Le Lièvre et le Hérisson
Contes de Grimm
Un beau matin, alors que le soleil commençait à peine à réchauffer la terre, Monsieur Hérisson se promenait tranquillement dans son champ. Il sifflotait une petite chanson, content de ses petites pattes qui, bien que courtes, le menaient où il voulait.
Soudain, qui voilà ? Monsieur Lièvre, avec ses longues oreilles dressées et son air un peu moqueur. En voyant Monsieur Hérisson, il ne put s'empêcher de ricaner.
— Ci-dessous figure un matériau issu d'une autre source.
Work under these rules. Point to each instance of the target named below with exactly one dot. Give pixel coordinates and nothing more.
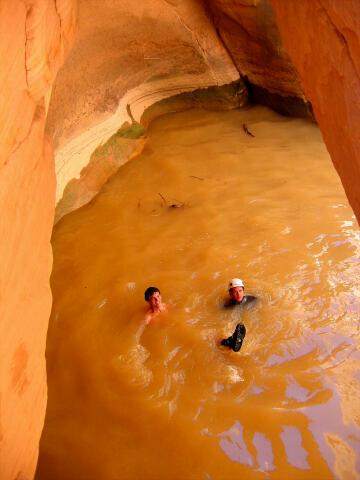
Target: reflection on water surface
(167, 402)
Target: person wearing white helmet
(237, 297)
(236, 293)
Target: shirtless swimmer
(156, 305)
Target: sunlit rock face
(128, 58)
(35, 37)
(129, 54)
(323, 40)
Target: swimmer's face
(155, 299)
(237, 293)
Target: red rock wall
(322, 38)
(35, 37)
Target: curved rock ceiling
(136, 54)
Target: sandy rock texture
(35, 38)
(322, 38)
(129, 54)
(249, 32)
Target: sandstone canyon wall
(129, 57)
(323, 40)
(35, 37)
(119, 59)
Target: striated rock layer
(125, 59)
(323, 40)
(129, 57)
(36, 35)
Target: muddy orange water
(166, 401)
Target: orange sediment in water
(204, 203)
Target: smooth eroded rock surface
(323, 41)
(35, 37)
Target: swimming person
(237, 298)
(157, 306)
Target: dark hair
(149, 291)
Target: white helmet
(236, 282)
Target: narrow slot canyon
(179, 144)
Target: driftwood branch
(247, 131)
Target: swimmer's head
(236, 289)
(236, 282)
(150, 291)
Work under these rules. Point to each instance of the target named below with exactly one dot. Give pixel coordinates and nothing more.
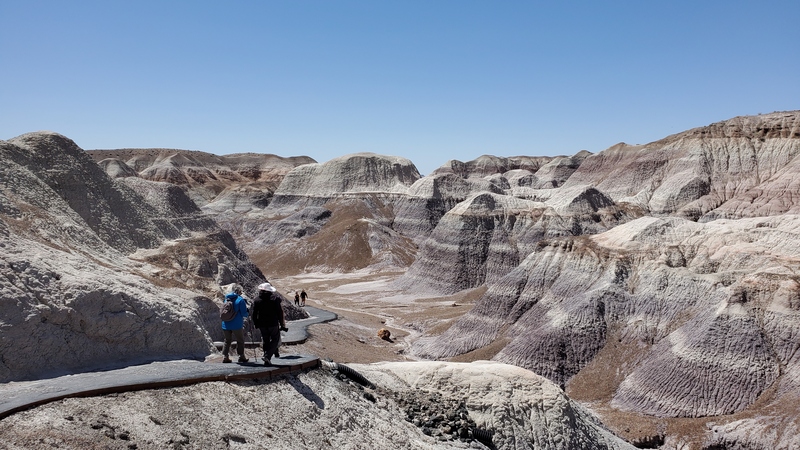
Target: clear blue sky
(427, 80)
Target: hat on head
(266, 287)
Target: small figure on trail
(268, 317)
(235, 326)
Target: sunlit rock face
(414, 405)
(704, 173)
(99, 271)
(237, 182)
(488, 235)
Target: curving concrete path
(20, 395)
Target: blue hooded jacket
(240, 305)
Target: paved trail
(20, 395)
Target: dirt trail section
(366, 303)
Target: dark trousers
(272, 340)
(229, 335)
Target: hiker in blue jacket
(235, 327)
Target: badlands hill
(102, 267)
(100, 271)
(656, 284)
(655, 281)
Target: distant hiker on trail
(234, 327)
(268, 317)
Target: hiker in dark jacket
(235, 327)
(268, 317)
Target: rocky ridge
(318, 410)
(100, 271)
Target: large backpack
(228, 312)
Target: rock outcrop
(97, 271)
(697, 172)
(709, 306)
(237, 182)
(516, 408)
(335, 216)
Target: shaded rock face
(367, 173)
(99, 271)
(488, 235)
(315, 409)
(335, 216)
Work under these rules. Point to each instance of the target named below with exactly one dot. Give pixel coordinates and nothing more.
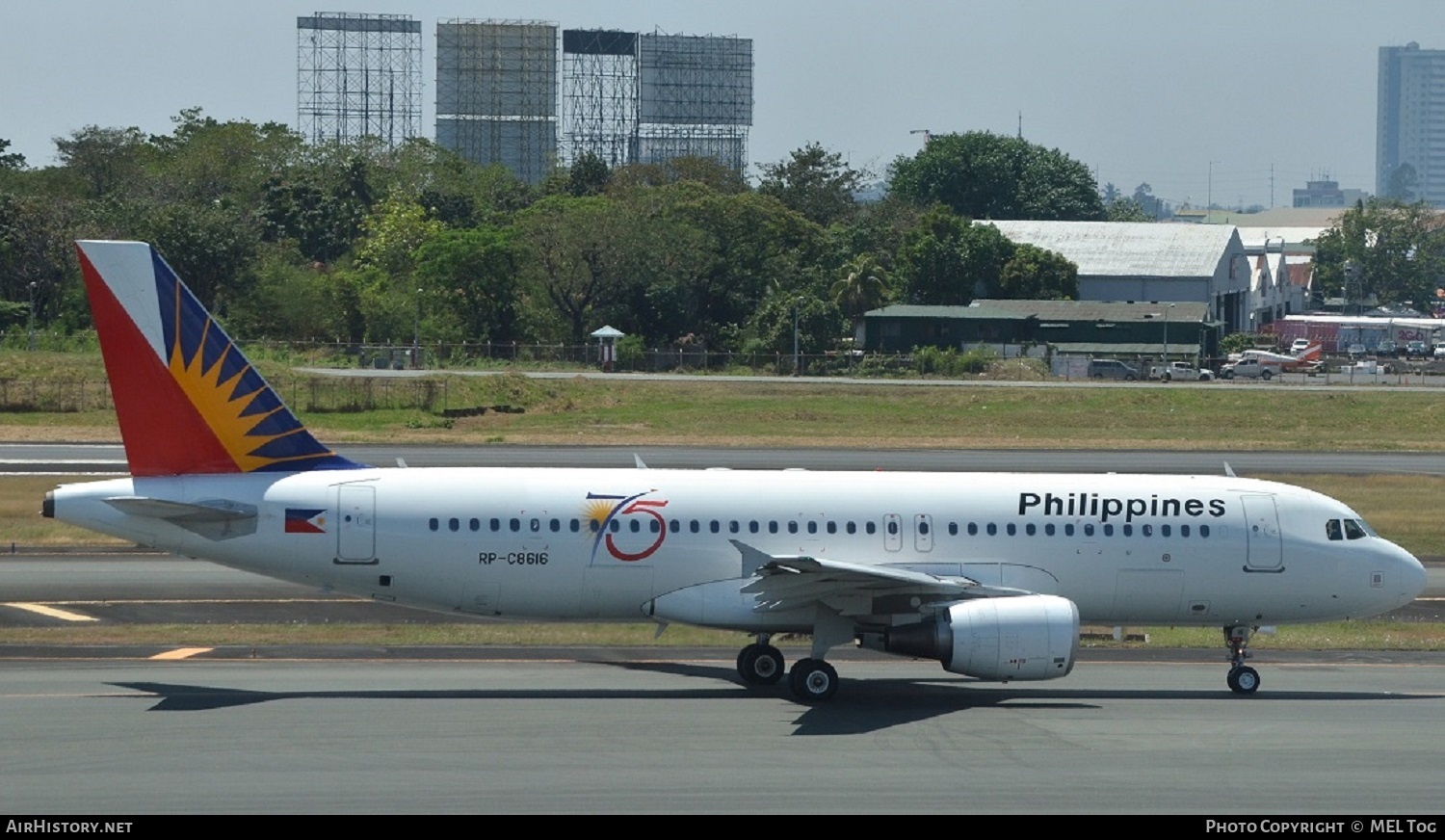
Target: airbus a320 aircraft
(990, 574)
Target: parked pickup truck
(1248, 367)
(1181, 370)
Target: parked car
(1248, 367)
(1181, 370)
(1112, 369)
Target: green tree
(749, 243)
(11, 159)
(1127, 210)
(812, 182)
(107, 162)
(320, 204)
(580, 251)
(1034, 274)
(589, 175)
(470, 279)
(950, 260)
(863, 286)
(210, 246)
(392, 233)
(207, 161)
(1398, 251)
(985, 175)
(820, 323)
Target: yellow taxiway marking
(182, 652)
(52, 612)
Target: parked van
(1112, 369)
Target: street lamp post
(416, 331)
(1167, 334)
(798, 370)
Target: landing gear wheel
(1245, 680)
(812, 681)
(760, 666)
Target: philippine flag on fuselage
(305, 521)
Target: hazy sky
(1272, 92)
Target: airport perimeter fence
(305, 393)
(486, 355)
(323, 393)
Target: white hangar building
(1202, 263)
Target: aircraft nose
(1412, 579)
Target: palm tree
(863, 288)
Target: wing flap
(795, 582)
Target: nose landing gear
(1243, 680)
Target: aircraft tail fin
(187, 398)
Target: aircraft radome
(990, 574)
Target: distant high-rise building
(1410, 126)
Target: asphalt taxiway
(642, 735)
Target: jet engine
(1008, 638)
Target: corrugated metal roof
(1000, 309)
(1115, 249)
(1103, 349)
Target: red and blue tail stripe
(187, 398)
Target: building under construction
(496, 92)
(358, 75)
(624, 97)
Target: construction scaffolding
(600, 94)
(358, 75)
(696, 98)
(497, 92)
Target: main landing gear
(811, 680)
(760, 664)
(1243, 680)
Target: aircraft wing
(788, 583)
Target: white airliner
(990, 574)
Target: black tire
(760, 666)
(1243, 680)
(812, 681)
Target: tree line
(366, 243)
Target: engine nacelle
(1020, 638)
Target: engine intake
(1022, 638)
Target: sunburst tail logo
(187, 398)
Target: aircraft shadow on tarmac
(861, 706)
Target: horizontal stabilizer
(213, 518)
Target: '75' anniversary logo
(604, 511)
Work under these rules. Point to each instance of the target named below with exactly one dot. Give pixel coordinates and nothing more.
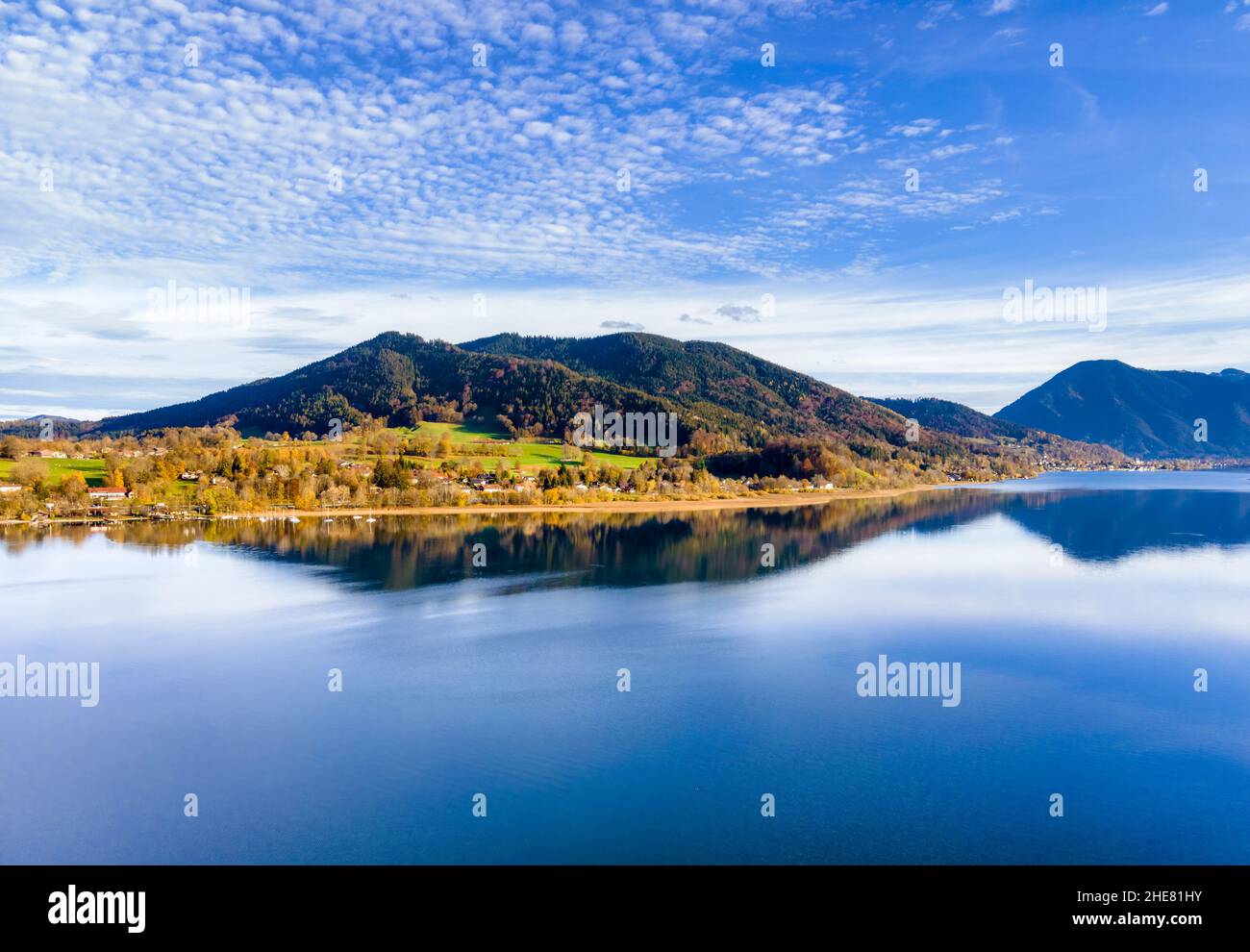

« Bonjour, Monsieur Hérisson ! » dit le lièvre. « Toujours avec tes petites pattes tordues ? Tu dois mettre un temps fou pour aller d'un bout à l'autre de ce champ ! »
Monsieur Hérisson, qui n'aimait pas qu'on se moque de lui, fronça les piquants.
« Mes pattes sont peut-être courtes, Monsieur Lièvre, mais je parie que je peux courir plus vite que toi sur cette distance ! »
Le lièvre éclata de rire. « Toi ? Plus vite que moi ? C'est la meilleure blague de l'année ! J'accepte ton défi ! Que parions-nous ? »
« Une belle pièce d'or et une bouteille de bon jus de pomme ! » répondit fièrement le hérisson.
« Marché conclu ! » dit le lièvre, déjà sûr de gagner. « On court dans ce sillon, jusqu'au bout et retour. »
Monsieur Hérisson rentra vite chez lui. « Femme, femme ! » appela-t-il. « Vite, mets ta plus belle robe, nous avons une course à gagner ! »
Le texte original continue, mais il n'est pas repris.